Campo Grande (MS), Segunda-feira, 05 de Janeiro de 2026

Política Internacional

China, Rússia e Irã condenam ação dos EUA na Venezuela; Macron declara apoio

Reações globais expõem divisão internacional após ofensiva americana e captura de Nicolás Maduro

04/01/2026

06:30

DA REDAÇÃO

©DIVULGAÇÃO

A ação militar dos Estados Unidos na Venezuela provocou reações imediatas e divergentes da comunidade internacional. Enquanto China, Rússia e Irã condenaram duramente a operação, o presidente da França, Emmanuel Macron, manifestou apoio à ofensiva americana e afirmou que o povo venezuelano “está livre da ditadura”.

Apoio da França e defesa da transição

Macron declarou que a queda de Nicolás Maduro representa o fim de um regime que causou “grave dano à dignidade do próprio povo”. O presidente francês disse esperar que Edmundo González Urrutia, a quem chamou de presidente eleito em 2024, consiga assegurar uma transição política rápida no país.

Horas antes, porém, o chanceler francês Jean-Noël Barrot havia adotado tom distinto, afirmando que a ação dos EUA contraria o princípio do não uso da força, um dos pilares do Direito Internacional. Apesar disso, Barrot também criticou Maduro por violações às liberdades fundamentais do povo venezuelano.

ONU alerta para precedente perigoso

O secretário-geral da Organização das Nações Unidas, António Guterres, afirmou estar “profundamente alarmado” com a escalada e alertou para potenciais implicações preocupantes para a região. Segundo ele, a ofensiva cria um precedente perigoso, independentemente da situação política interna da Venezuela, e reforçou o apelo por diálogo inclusivo, respeito aos direitos humanos e ao Estado de Direito.

União Europeia pede contenção

A vice-presidente da União Europeia e alta representante para Relações Exteriores, Kaja Kallas, afirmou que a UE considera Maduro sem legitimidade e defende uma transição pacífica, mas ressaltou que os princípios do Direito Internacional e a Carta da ONU devem ser respeitados, pedindo contenção às partes envolvidas.

Espanha oferece mediação

A Espanha defendeu a desescalada e a moderação e colocou-se à disposição para mediar uma solução negociada.
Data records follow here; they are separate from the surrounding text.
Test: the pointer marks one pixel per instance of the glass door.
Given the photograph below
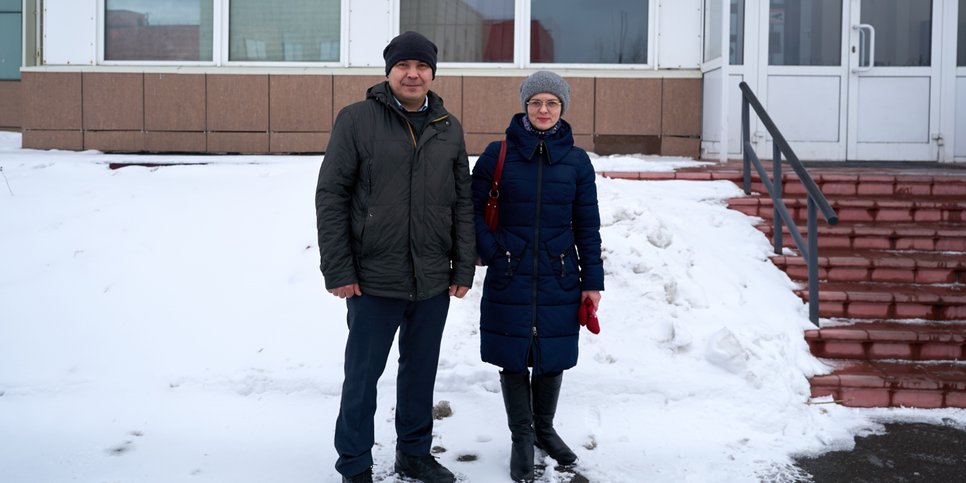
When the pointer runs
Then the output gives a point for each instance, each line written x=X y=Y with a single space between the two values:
x=894 y=73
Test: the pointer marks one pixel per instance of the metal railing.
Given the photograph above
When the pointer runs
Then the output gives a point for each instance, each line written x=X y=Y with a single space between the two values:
x=815 y=197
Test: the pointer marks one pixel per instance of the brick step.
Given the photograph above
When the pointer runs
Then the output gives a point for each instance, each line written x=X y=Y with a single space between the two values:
x=834 y=183
x=942 y=237
x=895 y=384
x=895 y=210
x=890 y=340
x=890 y=301
x=841 y=265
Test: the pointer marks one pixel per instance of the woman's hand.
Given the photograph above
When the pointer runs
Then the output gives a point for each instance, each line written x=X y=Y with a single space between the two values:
x=593 y=295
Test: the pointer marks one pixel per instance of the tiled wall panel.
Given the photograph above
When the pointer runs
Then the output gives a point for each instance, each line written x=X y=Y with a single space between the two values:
x=11 y=114
x=237 y=103
x=52 y=100
x=262 y=113
x=300 y=103
x=628 y=107
x=113 y=102
x=174 y=102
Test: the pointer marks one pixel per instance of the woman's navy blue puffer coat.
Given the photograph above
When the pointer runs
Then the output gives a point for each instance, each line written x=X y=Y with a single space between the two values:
x=545 y=250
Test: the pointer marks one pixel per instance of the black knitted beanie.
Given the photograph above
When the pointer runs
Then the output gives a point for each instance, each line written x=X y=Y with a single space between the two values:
x=410 y=46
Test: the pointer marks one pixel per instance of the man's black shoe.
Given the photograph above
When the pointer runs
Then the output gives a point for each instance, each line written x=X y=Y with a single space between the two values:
x=364 y=477
x=423 y=468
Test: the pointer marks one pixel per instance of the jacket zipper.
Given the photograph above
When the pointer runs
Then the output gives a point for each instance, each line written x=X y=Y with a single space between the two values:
x=535 y=282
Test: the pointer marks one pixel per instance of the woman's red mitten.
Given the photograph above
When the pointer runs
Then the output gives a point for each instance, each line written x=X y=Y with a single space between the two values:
x=587 y=315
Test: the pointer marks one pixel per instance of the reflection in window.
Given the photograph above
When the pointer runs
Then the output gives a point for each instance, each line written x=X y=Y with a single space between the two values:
x=961 y=36
x=712 y=31
x=805 y=32
x=903 y=31
x=464 y=30
x=284 y=30
x=152 y=30
x=581 y=32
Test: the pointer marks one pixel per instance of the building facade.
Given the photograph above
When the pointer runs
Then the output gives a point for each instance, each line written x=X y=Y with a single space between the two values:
x=844 y=79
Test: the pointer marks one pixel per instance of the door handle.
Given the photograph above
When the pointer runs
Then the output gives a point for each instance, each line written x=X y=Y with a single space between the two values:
x=865 y=39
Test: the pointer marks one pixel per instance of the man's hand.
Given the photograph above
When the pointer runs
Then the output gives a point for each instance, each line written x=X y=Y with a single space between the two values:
x=346 y=291
x=458 y=291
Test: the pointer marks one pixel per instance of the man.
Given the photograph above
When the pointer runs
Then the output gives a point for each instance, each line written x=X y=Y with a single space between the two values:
x=396 y=235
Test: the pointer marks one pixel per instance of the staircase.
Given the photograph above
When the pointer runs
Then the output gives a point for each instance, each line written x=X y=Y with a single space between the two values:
x=892 y=291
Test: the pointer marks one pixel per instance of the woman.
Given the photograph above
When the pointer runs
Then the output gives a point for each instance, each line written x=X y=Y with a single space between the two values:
x=543 y=259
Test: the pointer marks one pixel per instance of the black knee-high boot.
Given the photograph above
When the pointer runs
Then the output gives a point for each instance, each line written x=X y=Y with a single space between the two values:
x=546 y=391
x=516 y=399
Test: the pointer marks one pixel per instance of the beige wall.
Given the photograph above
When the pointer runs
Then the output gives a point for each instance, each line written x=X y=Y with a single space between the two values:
x=268 y=113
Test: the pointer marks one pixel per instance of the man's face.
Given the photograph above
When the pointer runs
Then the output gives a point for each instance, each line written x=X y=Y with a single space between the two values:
x=410 y=80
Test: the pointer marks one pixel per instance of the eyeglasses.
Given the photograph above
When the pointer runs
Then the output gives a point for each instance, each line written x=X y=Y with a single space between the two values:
x=538 y=105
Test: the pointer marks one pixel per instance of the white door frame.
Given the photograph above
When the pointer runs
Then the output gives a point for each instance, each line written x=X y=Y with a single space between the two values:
x=817 y=107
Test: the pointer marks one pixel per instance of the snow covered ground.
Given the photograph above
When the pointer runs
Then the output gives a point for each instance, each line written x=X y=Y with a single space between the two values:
x=168 y=324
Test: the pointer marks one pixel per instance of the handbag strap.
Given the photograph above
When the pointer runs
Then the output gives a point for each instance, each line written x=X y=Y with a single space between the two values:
x=495 y=186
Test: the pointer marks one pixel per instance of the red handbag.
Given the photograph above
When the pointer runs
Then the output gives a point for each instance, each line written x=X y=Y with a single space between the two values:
x=491 y=212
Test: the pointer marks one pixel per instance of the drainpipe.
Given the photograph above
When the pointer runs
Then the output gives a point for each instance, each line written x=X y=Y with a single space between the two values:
x=725 y=79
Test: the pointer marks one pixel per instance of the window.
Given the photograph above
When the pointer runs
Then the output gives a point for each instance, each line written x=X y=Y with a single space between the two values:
x=284 y=30
x=581 y=32
x=11 y=48
x=712 y=31
x=805 y=32
x=464 y=30
x=903 y=31
x=173 y=30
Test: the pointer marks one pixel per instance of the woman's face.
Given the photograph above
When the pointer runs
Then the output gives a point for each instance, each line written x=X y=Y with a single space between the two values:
x=543 y=110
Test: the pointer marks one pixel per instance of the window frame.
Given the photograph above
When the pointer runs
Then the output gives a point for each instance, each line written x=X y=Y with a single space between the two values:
x=521 y=44
x=220 y=44
x=101 y=20
x=224 y=51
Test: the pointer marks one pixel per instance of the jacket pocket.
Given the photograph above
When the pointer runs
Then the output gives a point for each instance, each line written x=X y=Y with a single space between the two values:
x=506 y=262
x=562 y=257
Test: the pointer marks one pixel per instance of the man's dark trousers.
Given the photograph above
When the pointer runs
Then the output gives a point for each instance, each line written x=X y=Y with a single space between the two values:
x=373 y=322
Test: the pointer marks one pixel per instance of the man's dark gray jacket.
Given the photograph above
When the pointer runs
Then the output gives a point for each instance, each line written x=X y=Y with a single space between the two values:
x=393 y=211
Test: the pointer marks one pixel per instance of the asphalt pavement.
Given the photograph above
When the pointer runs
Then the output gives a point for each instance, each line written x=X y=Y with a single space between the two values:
x=907 y=452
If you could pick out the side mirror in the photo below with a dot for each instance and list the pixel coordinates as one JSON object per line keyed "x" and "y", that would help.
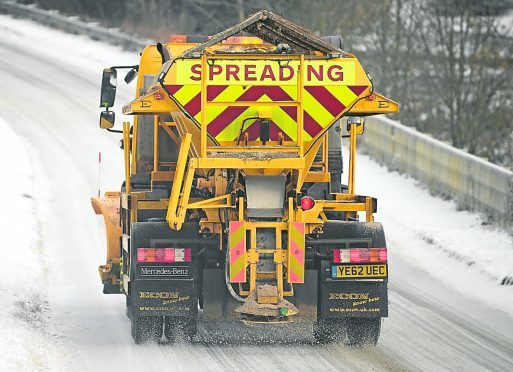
{"x": 108, "y": 92}
{"x": 130, "y": 75}
{"x": 107, "y": 119}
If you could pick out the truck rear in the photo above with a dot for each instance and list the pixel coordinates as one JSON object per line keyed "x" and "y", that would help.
{"x": 232, "y": 208}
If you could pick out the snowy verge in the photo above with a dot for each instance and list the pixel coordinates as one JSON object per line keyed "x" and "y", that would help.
{"x": 23, "y": 270}
{"x": 456, "y": 247}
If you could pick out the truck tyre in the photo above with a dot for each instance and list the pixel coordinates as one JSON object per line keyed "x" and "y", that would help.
{"x": 146, "y": 329}
{"x": 363, "y": 331}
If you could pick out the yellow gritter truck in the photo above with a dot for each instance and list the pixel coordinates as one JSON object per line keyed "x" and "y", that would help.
{"x": 232, "y": 208}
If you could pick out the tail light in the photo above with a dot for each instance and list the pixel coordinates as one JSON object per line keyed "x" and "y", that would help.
{"x": 307, "y": 203}
{"x": 164, "y": 254}
{"x": 360, "y": 255}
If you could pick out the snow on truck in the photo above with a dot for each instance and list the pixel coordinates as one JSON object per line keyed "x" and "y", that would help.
{"x": 232, "y": 208}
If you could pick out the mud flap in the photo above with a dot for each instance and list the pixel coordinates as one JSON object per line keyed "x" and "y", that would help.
{"x": 360, "y": 299}
{"x": 163, "y": 298}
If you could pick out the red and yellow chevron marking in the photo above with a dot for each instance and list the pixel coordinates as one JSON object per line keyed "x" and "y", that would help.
{"x": 296, "y": 253}
{"x": 324, "y": 100}
{"x": 237, "y": 246}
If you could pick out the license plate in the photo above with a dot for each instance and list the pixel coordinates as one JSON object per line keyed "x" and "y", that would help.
{"x": 359, "y": 271}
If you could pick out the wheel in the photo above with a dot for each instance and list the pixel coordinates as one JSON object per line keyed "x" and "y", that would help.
{"x": 363, "y": 331}
{"x": 145, "y": 329}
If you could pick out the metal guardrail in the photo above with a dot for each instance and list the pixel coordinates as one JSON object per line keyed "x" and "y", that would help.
{"x": 74, "y": 25}
{"x": 474, "y": 183}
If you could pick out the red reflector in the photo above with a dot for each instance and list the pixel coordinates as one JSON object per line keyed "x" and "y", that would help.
{"x": 307, "y": 203}
{"x": 360, "y": 255}
{"x": 178, "y": 39}
{"x": 164, "y": 254}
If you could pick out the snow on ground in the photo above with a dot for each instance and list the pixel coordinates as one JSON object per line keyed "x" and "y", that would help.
{"x": 23, "y": 268}
{"x": 454, "y": 246}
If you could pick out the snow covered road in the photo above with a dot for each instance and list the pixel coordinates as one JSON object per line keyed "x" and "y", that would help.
{"x": 447, "y": 310}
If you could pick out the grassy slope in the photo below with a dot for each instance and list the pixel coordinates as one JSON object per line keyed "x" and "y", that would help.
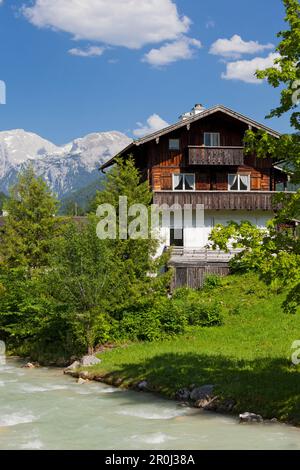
{"x": 249, "y": 357}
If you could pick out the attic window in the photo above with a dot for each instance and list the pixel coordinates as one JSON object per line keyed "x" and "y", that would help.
{"x": 239, "y": 182}
{"x": 212, "y": 139}
{"x": 174, "y": 144}
{"x": 184, "y": 182}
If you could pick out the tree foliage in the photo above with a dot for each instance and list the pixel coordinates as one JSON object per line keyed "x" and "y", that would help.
{"x": 30, "y": 226}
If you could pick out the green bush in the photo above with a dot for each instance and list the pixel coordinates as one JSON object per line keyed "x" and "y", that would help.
{"x": 149, "y": 321}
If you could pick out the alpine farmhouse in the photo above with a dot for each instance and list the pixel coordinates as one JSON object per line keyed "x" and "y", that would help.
{"x": 200, "y": 160}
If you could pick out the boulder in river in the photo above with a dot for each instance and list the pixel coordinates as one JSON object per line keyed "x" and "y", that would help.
{"x": 88, "y": 361}
{"x": 73, "y": 366}
{"x": 143, "y": 386}
{"x": 82, "y": 381}
{"x": 206, "y": 392}
{"x": 183, "y": 394}
{"x": 250, "y": 418}
{"x": 31, "y": 365}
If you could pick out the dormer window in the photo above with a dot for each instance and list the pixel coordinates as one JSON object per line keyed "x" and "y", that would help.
{"x": 174, "y": 144}
{"x": 239, "y": 182}
{"x": 212, "y": 139}
{"x": 184, "y": 182}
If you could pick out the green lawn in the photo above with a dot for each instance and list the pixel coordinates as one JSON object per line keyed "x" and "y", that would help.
{"x": 248, "y": 358}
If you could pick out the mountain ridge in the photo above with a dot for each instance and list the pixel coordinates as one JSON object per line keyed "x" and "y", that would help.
{"x": 66, "y": 168}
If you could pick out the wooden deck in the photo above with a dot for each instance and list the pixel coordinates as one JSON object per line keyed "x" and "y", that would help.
{"x": 230, "y": 156}
{"x": 219, "y": 200}
{"x": 191, "y": 266}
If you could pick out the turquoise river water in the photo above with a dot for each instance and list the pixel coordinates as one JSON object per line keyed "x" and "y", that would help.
{"x": 43, "y": 409}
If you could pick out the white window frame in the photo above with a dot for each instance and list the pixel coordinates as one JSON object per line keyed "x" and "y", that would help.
{"x": 183, "y": 175}
{"x": 173, "y": 147}
{"x": 238, "y": 175}
{"x": 212, "y": 134}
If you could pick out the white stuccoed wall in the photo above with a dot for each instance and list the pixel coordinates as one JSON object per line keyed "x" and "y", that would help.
{"x": 197, "y": 237}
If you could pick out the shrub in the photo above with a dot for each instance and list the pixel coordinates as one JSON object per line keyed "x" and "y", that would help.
{"x": 212, "y": 281}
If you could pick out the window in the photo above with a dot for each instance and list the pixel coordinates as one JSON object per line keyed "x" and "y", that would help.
{"x": 211, "y": 139}
{"x": 176, "y": 237}
{"x": 174, "y": 144}
{"x": 239, "y": 182}
{"x": 184, "y": 182}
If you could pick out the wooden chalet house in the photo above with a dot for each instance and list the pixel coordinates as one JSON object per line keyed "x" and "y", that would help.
{"x": 200, "y": 160}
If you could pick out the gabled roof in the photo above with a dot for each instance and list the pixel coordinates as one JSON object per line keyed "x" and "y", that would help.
{"x": 183, "y": 123}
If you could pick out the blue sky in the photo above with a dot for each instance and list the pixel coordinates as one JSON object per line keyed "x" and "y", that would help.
{"x": 72, "y": 67}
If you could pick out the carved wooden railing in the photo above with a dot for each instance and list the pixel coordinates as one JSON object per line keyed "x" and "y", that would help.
{"x": 230, "y": 156}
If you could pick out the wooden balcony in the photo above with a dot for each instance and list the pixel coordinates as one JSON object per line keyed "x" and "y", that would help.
{"x": 216, "y": 155}
{"x": 218, "y": 200}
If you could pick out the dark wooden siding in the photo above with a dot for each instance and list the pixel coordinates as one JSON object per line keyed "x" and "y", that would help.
{"x": 193, "y": 276}
{"x": 218, "y": 200}
{"x": 158, "y": 163}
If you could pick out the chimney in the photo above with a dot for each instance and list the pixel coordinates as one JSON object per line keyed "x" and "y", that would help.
{"x": 197, "y": 109}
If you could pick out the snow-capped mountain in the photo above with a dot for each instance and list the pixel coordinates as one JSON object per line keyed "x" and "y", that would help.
{"x": 66, "y": 168}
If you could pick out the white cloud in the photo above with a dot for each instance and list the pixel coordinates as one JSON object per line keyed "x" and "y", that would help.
{"x": 181, "y": 49}
{"x": 92, "y": 51}
{"x": 244, "y": 70}
{"x": 235, "y": 47}
{"x": 131, "y": 23}
{"x": 154, "y": 123}
{"x": 210, "y": 24}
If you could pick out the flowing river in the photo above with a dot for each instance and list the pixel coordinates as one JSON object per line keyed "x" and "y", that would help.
{"x": 43, "y": 409}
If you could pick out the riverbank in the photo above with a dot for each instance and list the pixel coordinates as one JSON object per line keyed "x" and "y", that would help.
{"x": 247, "y": 359}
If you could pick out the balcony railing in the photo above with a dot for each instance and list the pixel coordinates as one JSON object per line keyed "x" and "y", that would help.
{"x": 216, "y": 155}
{"x": 219, "y": 200}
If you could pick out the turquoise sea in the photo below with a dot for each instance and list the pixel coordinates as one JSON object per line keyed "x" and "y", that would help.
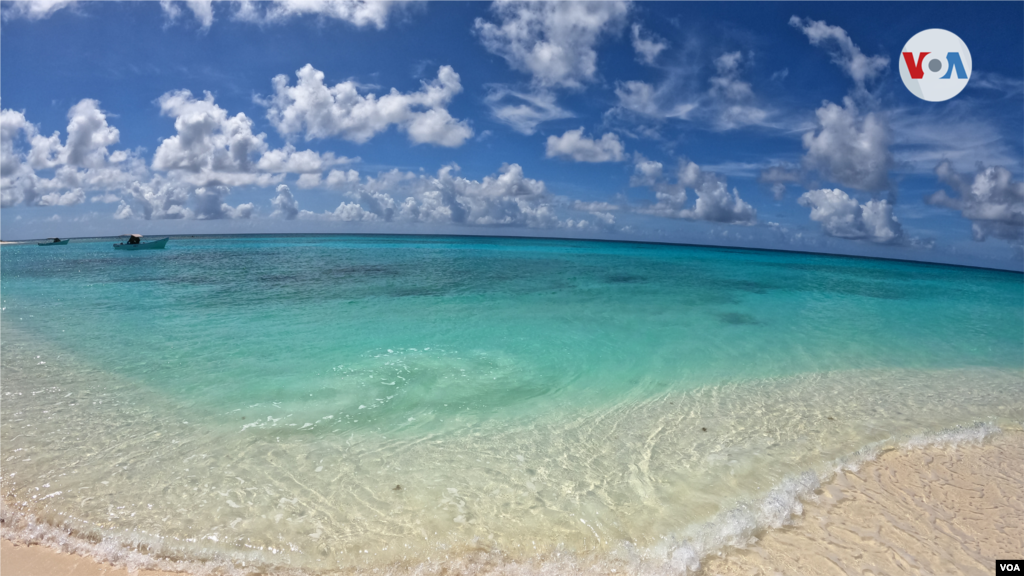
{"x": 308, "y": 404}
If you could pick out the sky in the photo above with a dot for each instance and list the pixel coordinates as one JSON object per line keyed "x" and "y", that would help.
{"x": 779, "y": 125}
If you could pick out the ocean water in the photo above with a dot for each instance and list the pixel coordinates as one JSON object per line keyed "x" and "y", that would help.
{"x": 308, "y": 404}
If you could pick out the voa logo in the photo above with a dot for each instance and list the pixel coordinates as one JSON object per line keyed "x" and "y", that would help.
{"x": 935, "y": 65}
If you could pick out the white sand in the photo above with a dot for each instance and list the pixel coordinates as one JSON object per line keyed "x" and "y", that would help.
{"x": 937, "y": 509}
{"x": 931, "y": 510}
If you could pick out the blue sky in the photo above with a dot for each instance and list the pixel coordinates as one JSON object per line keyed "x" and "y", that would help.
{"x": 774, "y": 125}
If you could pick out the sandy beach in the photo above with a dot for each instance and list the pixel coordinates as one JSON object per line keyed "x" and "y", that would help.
{"x": 933, "y": 509}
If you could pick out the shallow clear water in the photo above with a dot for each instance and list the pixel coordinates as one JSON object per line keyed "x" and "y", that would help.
{"x": 261, "y": 399}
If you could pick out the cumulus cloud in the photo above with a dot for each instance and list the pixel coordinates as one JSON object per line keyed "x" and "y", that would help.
{"x": 552, "y": 40}
{"x": 992, "y": 200}
{"x": 523, "y": 111}
{"x": 357, "y": 12}
{"x": 505, "y": 199}
{"x": 850, "y": 148}
{"x": 843, "y": 216}
{"x": 13, "y": 127}
{"x": 70, "y": 198}
{"x": 844, "y": 52}
{"x": 317, "y": 111}
{"x": 777, "y": 177}
{"x": 647, "y": 46}
{"x": 285, "y": 205}
{"x": 44, "y": 170}
{"x": 212, "y": 148}
{"x": 34, "y": 9}
{"x": 733, "y": 103}
{"x": 714, "y": 202}
{"x": 728, "y": 103}
{"x": 574, "y": 146}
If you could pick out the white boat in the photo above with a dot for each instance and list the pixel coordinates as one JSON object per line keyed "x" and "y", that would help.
{"x": 135, "y": 243}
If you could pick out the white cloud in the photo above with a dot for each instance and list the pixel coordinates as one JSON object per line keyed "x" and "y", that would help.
{"x": 552, "y": 40}
{"x": 843, "y": 216}
{"x": 728, "y": 103}
{"x": 34, "y": 9}
{"x": 358, "y": 12}
{"x": 109, "y": 198}
{"x": 13, "y": 126}
{"x": 594, "y": 207}
{"x": 83, "y": 163}
{"x": 849, "y": 148}
{"x": 88, "y": 135}
{"x": 581, "y": 149}
{"x": 714, "y": 202}
{"x": 317, "y": 111}
{"x": 285, "y": 205}
{"x": 214, "y": 149}
{"x": 523, "y": 111}
{"x": 844, "y": 52}
{"x": 647, "y": 46}
{"x": 992, "y": 200}
{"x": 70, "y": 198}
{"x": 208, "y": 141}
{"x": 297, "y": 162}
{"x": 732, "y": 103}
{"x": 778, "y": 177}
{"x": 505, "y": 199}
{"x": 646, "y": 99}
O presidente Pedro Sánchez disse acompanhar a situação “exaustivamente” e reforçou o compromisso com a Carta da ONU.

Condenação de Rússia, China e Irã

A Rússia condenou o ataque e ofereceu apoio a uma solução pacífica via diálogo, alertando para riscos de nova escalada.
A China declarou estar “profundamente chocada” e condenou “o uso flagrante da força” contra um Estado soberano, afirmando que a ação viola o Direito Internacional e ameaça a segurança regional.

O Irã, aliado de Caracas, classificou a ofensiva como violação flagrante da soberania e pediu que o Conselho de Segurança da ONU aja imediatamente para interromper o que chamou de agressão ilegal.

Cenário internacional

  • Divisão entre aliados ocidentais sobre legitimidade e meios da ação.

  • Pressão por mediação e respeito ao Direito Internacional.

  • Risco de escalada regional e impactos geopolíticos amplos.